George H. Morrison - Devotional Sermons
Devotional For
December 19
The Setting of the Pearl
The book of the generation of Jesus
Christ--Mat 1:1
The Fact of Jesus--Mark's Gospel
It is generally agreed that the Gospel of
St. Mark is the earliest of the four Gospels, and it is notable that in this
earliest Gospel there is no genealogy at all. St. Mark does not give the
ancestry of Christ, nor does he say a word about His lineage. He stands beside
the flowing river, and never seeks to trace it to its source. St. Mark, from
the very outset, has his gaze fixed upon the Savior, and brings the reader face
to face with Him. There is no attempt to explain the fact of Christ, by relating
it to the long past. All that will come in season, for unrelated facts can
never satisfy.
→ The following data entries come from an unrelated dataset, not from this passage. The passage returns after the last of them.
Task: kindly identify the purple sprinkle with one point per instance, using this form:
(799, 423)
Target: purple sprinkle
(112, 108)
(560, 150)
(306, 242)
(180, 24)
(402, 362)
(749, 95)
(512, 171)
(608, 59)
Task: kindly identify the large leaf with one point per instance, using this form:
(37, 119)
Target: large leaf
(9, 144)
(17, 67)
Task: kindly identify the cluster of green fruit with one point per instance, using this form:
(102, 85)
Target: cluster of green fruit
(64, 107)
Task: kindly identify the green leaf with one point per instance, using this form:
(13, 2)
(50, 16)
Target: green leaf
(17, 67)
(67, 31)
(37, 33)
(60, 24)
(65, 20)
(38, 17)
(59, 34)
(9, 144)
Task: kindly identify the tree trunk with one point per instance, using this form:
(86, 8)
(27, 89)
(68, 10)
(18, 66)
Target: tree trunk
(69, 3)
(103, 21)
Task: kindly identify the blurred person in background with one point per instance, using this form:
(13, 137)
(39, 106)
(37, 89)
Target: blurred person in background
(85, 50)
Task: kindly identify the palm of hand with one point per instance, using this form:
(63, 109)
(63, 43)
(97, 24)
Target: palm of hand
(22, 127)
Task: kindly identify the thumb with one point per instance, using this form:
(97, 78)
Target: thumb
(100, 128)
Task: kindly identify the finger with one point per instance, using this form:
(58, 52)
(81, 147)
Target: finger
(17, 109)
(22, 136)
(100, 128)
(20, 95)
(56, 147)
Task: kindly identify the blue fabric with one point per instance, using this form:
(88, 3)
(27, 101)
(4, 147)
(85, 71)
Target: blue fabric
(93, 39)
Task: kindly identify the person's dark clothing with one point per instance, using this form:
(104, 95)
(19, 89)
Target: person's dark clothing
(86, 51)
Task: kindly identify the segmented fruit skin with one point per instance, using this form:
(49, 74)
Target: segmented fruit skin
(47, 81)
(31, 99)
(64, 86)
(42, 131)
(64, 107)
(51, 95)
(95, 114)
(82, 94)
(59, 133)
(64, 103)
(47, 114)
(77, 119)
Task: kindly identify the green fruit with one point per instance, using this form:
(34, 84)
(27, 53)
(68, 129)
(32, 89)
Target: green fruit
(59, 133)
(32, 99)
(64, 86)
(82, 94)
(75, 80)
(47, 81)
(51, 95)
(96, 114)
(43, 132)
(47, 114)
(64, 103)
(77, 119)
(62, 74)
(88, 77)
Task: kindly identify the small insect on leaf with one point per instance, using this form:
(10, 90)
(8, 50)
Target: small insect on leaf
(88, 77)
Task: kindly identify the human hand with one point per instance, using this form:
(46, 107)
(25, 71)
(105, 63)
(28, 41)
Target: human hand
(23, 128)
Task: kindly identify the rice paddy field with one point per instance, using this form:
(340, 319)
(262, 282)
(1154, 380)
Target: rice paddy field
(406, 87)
The first thing is to have Jesus shown us, to be confronted with
Him as a living person, and that is the divine office of St. Mark.
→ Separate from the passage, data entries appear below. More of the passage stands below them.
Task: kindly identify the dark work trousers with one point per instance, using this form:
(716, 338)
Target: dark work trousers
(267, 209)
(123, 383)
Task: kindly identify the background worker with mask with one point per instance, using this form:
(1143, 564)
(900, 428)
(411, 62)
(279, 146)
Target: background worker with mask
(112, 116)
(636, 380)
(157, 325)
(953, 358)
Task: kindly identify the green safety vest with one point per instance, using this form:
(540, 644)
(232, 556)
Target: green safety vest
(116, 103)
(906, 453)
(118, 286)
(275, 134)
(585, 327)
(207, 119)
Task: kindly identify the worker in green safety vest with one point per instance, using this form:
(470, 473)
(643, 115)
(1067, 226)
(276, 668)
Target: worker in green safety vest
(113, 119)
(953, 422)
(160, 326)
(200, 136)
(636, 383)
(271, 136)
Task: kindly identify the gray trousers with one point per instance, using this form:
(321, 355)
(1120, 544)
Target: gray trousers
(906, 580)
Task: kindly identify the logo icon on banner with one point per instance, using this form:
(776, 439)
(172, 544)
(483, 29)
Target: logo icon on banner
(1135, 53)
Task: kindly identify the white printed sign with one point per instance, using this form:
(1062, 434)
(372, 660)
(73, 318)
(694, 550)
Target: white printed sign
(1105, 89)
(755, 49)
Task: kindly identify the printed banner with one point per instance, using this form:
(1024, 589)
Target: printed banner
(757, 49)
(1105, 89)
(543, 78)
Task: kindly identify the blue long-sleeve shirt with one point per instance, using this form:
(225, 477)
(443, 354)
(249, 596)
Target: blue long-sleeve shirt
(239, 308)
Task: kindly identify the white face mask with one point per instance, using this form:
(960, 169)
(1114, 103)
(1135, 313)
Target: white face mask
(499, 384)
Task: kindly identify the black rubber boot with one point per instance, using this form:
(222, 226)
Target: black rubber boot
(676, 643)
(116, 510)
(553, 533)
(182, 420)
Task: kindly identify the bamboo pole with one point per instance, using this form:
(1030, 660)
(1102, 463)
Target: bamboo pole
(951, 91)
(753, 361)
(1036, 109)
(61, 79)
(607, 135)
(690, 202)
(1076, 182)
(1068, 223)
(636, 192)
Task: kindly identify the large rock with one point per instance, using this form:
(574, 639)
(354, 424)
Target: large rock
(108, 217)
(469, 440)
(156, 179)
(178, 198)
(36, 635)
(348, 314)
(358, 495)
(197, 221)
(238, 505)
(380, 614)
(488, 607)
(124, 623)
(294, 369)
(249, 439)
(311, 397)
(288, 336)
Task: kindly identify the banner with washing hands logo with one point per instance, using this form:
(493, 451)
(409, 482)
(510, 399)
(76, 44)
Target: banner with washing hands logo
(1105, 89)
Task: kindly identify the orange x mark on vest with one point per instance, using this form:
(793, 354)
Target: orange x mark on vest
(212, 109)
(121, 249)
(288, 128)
His Relation to the Old Testament--St.
Matthew's Gospel
But just because man is a reasonable being
he can never find rest in isolated facts. And in the next Gospel, the Gospel of
St. Matthew, you have our Lord related to the past. St. Mark plunges into the
heart of things. He confronts you with the Savior. He says: "If you want
to understand the Lord the first thing is to fix your gaze on Him." Then
St. Matthew takes that isolated fact, and traces it back to David and to
Abraham; Christ is "the son of David, the son of Abraham" (Mat 1:1).
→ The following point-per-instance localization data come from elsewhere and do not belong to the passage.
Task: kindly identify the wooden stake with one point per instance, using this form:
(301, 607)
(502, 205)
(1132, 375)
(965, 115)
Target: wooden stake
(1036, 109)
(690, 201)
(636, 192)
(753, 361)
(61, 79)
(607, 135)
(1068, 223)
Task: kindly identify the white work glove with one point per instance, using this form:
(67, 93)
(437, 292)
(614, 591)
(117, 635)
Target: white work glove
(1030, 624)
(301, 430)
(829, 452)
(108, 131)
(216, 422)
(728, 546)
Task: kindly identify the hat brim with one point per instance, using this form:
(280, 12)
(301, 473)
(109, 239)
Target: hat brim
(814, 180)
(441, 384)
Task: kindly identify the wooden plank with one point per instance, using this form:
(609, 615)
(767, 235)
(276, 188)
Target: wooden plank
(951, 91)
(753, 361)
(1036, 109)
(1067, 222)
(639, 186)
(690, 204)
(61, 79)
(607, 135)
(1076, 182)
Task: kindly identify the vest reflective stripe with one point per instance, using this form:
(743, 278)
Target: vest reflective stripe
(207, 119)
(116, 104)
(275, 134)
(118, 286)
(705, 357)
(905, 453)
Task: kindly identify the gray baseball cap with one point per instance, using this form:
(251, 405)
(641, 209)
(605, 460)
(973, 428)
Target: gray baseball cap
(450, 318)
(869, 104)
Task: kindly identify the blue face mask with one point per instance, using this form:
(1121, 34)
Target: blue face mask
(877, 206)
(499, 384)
St. Matthew is thinking out what Christ implies, the Christ who had changed his
life down to the deeps, and the great truth which dawns on him is this, that it
takes David and Abraham to comprehend Him. In other words, St. Matthew says
that if you want to understand the Lord, you must take in the whole of Jewish
history. To St. Matthew, Christ is the crown of Jewish history. Without Him it
is inexplicable. It was to Him that the sacrifices pointed. It was of Him that
all the prophets wrote. That is why, for all its difficulties, we never can
dispense with the Old Testament. Christ is the son of David, who is the son of
Abraham.
His Relation to Adam--Luke's Gospel
Then you come to the Gospel of St. Luke, and
in St. Luke you have a larger setting. St. Luke does not trace the lineage to
Abraham. He traces it right back to Adam: "which was the son of Seth,
which was the son of Adam" (Luk 3:38). Beyond the parent of the Jewish
race stands the parent of the human race. Beyond the representative of Israel
stands the representative of man. And St. Luke sees that to comprehend the Lord
calls for more than the history of Israel; it calls for the long story of
humanity. Much in Christ will always be unintelligible, unless you know the
page of the Old Testament. But it takes more than the page of the Old Testament
to reach His full significance. Christ is the son of Adam, says St. Luke. He is
vitally related to humanity. He is in living touch with all mankind. St. Matthew
says: "If you want to understand Him, you must lay your hand upon the
Jewish heart."
St. Luke says: "If you want to
understand Him, you must lay your hand upon the human heart." And one of
the beautiful features of St. Luke's Gospel is the stress it lays upon that
larger setting--on Christ as the Savior of mankind. The Gospel is full of
tender human touches, such touches as make the whole world kin. Roman officers
march across its avenues. The Good Samaritan is there. In the Christ of St. Luke
there is neither Jew nor Greek, barbarian, Scythian, bond nor free. He is the
son of Adam.
His Relation to God--John's Gospel
Lastly we come to the Gospel of St. John,
the last of the four Gospels, written after years of ceaseless brooding on
everything the Lord had meant. How then does St. John begin? What is the
lineage he gives? Is he content to trace Christ back to Abraham, or to set Him
in relationship to Adam? "In the beginning was the Word, and the Word was
with God, and the Word was God, and the Word was made flesh, and dwelt among
us." St. Mark gives the fact of Christ, and bids us start by contemplating
that. St. Matthew relates that fact to Jewish history; St. Luke to the whole
history of man. Then comes St. John, after the lapse of years, and says,
"All that-is not enough. If you want to understand the Lord you must
relate Him immediately to God." That is the final setting--that the
ultimate relationship. The glory of the Man St. John had known is that of the
only-begotten of the Father. He comes from Abraham. He comes from Adam. Yes,
says St. John, but there is another lineage: "the Word was with God, and
the Word was God, and the Word was made flesh, and dwelt among us."